Campagnes

14 avril 2017

Les députés européens solidaires des journalistes turcs emprisonnés

Crédit : Sébastien Bozon / AFP
A l’initiative de Reporters sans frontières (RSF), des membres du Parlement européen lancent une campagne de soutien aux journalistes turcs emprisonnés.​

Des eurodéputés écrivent à Ahmet Şık


Les eurodéputés écologistes écrivent à Musa Kart


RSF a sollicité cinq groupes parlementaires européens pour soutenir cinq journalistes turcs emprisonnés. Les eurodéputés écriront à ces personnalités pour leur témoigner leur solidarité. La journaliste Nazlı Ilıcak et son collègue Şahin Alpay, tous deux âgés de plus de 70 ans, sont derrière les barreaux depuis fin juillet 2016. Le caricaturiste Musa Kart et l’éditorialiste Kadri Gürsel, président du comité turc de l’International Press Institute (IPI), ont été arrêtés fin octobre. Le journaliste d’investigation Ahmet Şık, comme eux collaborateur du quotidien indépendant Cumhuriyet, les a rejoint en détention fin décembre.

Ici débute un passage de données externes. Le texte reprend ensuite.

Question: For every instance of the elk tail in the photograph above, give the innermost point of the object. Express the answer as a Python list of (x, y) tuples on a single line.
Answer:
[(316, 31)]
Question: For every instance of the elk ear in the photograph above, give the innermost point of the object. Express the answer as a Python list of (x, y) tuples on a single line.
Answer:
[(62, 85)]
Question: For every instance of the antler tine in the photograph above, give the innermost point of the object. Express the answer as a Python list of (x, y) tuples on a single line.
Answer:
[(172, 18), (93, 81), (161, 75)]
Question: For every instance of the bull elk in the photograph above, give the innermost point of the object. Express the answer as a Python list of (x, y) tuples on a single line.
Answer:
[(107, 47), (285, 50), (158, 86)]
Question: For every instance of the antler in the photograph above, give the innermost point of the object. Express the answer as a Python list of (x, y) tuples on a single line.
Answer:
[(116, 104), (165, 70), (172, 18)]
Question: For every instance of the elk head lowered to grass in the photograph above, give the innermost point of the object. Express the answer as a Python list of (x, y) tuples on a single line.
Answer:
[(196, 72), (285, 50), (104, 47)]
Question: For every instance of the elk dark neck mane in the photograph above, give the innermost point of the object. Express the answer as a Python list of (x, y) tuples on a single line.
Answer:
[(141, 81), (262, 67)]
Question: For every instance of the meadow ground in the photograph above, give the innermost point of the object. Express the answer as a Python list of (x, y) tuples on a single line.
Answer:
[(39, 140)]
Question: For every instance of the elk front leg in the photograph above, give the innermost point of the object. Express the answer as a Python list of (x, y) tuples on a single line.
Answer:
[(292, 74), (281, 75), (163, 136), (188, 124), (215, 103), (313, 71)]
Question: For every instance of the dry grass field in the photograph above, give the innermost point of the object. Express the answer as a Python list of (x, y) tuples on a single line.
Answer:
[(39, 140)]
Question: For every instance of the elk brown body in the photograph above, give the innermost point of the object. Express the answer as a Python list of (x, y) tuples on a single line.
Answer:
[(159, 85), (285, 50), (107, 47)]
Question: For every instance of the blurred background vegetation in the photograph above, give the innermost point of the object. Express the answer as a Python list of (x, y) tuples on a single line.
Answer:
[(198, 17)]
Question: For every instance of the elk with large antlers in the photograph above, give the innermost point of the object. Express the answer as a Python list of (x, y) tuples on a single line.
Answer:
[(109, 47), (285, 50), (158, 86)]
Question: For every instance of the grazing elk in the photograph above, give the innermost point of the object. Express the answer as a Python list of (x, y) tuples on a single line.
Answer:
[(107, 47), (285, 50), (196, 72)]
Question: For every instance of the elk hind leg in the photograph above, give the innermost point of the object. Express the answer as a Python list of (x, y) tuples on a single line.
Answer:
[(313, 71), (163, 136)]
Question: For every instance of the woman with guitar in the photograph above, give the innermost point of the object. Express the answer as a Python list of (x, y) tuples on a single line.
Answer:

Avec une centaine de journalistes derrière les barreaux, la Turquie est aujourd’hui la plus grande prison du monde pour les professionnels des médias. La plupart, arrêtés dans le cadre de l’état d’urgence consécutif à la tentative de putsch du 15 juillet 2016, n’ont pas encore été jugés. Des dizaines d’entre eux sont soumis à un isolement sévère dans la section 9 de la prison de haute sécurité de Silivri, en banlieue d’Istanbul. La remise en liberté conditionnelle de 21 d’entre eux, ordonnée le 31 mars par un tribunal d’Istanbul, a été bloquée in extremis par un recours du parquet et de nouvelles inculpations.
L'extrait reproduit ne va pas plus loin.